For those in search of the exalted auteur aura that used to attach to names like Tarkovsky and Angelopoulos, there are two contenders to watch. One is Russia’s Andrey Zvyagintsev (The Return), whose Leviathan is reputedly his modern-day retelling of the Job story. The other is Turkey’s Nuri Bilge Ceylan whose Winter Sleep, shot in snowy conditions in Cappadocia, could well prove the most heavyweight entry in Competition – and not only because it’s the longest, at 196 minutes. Meanwhile, Japan’s Naomi Kawase offers this Competition’s sole Asian entry (Still the Water), while the reunion between Zhang Yimou and Gong Li (Coming Home) is in an out-of-competition slot.
As for newer names, Italy’s Alice Rohrwacher (Corpo Celeste) makes her Competition debut with her second feature (Le meraviglie); precocious prodigy Dolan makes his with his fifth (at age 25!), Mommy; and the only real unknown is Argentina’s Damián Szifrón with Wild Stories.

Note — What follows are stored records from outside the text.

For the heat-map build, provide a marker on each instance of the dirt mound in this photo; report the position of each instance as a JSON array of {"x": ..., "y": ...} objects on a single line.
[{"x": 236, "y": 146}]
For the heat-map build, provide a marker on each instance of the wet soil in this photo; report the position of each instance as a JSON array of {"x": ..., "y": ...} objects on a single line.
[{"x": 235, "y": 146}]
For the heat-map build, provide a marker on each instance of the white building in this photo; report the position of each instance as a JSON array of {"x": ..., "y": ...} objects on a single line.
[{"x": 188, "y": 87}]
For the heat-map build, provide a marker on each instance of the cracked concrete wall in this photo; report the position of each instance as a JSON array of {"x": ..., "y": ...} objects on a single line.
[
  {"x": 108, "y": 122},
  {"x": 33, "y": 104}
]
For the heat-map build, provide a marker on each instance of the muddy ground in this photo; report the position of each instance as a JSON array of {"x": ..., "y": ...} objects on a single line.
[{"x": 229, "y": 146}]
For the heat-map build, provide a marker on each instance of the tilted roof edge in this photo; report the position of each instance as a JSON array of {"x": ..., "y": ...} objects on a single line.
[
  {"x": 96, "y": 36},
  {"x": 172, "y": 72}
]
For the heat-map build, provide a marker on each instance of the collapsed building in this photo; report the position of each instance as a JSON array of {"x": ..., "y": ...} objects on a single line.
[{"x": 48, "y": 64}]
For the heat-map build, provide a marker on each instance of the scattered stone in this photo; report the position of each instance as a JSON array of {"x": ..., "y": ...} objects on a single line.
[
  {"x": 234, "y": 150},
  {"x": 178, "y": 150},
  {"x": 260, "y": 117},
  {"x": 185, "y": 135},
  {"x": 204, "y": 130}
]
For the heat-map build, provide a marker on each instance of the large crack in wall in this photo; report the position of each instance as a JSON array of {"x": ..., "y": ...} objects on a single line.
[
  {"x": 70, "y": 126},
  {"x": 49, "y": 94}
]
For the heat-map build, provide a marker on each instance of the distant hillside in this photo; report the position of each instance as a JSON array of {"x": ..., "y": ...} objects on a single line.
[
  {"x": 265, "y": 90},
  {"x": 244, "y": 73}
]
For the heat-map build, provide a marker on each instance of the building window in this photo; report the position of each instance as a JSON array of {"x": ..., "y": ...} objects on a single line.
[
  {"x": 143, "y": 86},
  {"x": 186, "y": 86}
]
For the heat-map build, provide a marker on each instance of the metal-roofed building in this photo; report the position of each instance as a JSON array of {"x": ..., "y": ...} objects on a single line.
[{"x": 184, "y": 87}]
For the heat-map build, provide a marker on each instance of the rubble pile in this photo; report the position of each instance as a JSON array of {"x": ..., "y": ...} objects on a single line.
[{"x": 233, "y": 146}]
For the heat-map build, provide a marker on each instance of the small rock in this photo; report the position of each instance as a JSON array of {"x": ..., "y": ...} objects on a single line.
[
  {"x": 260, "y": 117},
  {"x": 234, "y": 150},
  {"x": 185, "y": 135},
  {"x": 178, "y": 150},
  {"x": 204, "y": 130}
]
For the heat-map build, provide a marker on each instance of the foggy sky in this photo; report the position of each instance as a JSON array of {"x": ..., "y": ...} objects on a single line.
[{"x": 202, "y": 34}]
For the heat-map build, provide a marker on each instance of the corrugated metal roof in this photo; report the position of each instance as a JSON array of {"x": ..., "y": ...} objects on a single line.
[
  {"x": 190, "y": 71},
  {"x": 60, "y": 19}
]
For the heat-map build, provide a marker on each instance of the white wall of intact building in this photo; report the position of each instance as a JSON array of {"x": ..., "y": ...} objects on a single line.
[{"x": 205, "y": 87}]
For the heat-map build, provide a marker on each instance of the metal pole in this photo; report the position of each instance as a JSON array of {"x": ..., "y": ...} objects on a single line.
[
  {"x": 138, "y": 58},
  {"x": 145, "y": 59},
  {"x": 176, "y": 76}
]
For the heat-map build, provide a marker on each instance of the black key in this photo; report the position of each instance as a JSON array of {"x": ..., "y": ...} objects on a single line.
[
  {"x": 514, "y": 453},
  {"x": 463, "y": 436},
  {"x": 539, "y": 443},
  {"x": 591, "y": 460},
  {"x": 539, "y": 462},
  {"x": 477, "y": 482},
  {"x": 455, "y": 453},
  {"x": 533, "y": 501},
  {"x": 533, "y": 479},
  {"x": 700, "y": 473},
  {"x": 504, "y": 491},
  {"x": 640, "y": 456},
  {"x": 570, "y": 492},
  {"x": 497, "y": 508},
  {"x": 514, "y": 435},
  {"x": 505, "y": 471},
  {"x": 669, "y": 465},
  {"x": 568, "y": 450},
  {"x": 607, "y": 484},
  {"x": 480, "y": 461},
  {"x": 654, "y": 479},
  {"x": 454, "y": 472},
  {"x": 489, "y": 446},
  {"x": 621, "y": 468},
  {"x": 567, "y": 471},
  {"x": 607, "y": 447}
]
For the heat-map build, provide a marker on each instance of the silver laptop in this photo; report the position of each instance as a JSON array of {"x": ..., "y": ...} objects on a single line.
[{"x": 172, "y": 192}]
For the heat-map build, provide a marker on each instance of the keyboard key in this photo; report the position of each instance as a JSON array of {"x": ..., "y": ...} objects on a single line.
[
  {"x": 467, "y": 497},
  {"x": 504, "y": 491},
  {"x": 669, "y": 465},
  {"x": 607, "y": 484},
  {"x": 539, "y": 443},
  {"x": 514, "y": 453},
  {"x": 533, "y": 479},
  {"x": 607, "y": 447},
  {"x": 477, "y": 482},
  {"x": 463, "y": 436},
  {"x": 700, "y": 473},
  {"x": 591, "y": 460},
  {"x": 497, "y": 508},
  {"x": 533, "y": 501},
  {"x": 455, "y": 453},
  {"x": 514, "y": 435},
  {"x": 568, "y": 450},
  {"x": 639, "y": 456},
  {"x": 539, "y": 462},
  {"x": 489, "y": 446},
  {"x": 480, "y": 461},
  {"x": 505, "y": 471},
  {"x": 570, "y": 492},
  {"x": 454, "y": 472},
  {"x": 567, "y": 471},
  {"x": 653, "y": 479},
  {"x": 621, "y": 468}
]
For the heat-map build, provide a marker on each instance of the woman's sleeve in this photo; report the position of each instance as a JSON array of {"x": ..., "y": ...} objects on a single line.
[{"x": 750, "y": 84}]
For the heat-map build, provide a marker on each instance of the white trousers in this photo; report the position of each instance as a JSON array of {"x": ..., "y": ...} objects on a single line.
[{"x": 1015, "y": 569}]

The Competition spotlight can be unfairly cruel to newcomers (ask Julia Leigh, director of 2011’s Sleeping Beauty), although it can create stars too; you can only wish Szifrón good luck and nerves of steel.
Possibly the Competition’s most political film will be Timbuktu, from Mauretanian-born director Abderrahmane Sissako – inspired by the stoning by Islamists of an unmarried couple in Mali – while two special screenings go to documentaries about current events, respectively in Ukraine (Sergei Loznitsa’s Maidan) and Syria (Ossama Mohammed’s Silvered Water, Syria Self-Portrait, which draws heavily on YouTube footage).
Un Certain Regard has plenty of familiar faces – Alonso, Amalric, Argento (Asia), de Heer, Ryan Gosling as director. It also has several esteemed names whose auteur stock is still maturing: Ruben Östlund, Jessica Hausner, Jaime Rosales.
But a fabled and elusive name to watch here is France’s Pascale Ferran, whose superb Lady Chatterley inexplicably failed to score on its UK release. Her long-awaited Bird People is about a stray American in Paris: Ferran has a reputation as a ‘director’s director’ (if not as a French female Terrence Malick), so this is one to keep an eye out for.
Apart from Loach and Leigh, it’s a significant year for UK talent. Andrew Hulme – best known as an editor, notably with Anton Corbijn – turns to directing with Snow in Paradise (screening in Un Certain Regard), while Directors’ Fortnight sees the comeback of John Boorman, with Queen and Country, as well as Daniel Wolfe’s Yorkshire-set thriller Catch Me Daddy and Matthew Warchus’s Pride.
Also in this section, watch out for L’il Quinquin (P’tit Quinquin), a comedy for TV by Bruno Dumont (yes, you read that right – a comedy). There’s also the indefatigable documentary maker Frederick Wiseman, this time exploring the National Gallery, and Damien Chazelle’s Sundance Grand Jury Prize winner Whiplash. If Chazelle’s feature is nearly as good as the teaser short I saw last autumn, expect it to be really something – and J.K. Simmons’s performance as a martinet jazz instructor should provide as galvanic a wake-up as anything in the fest.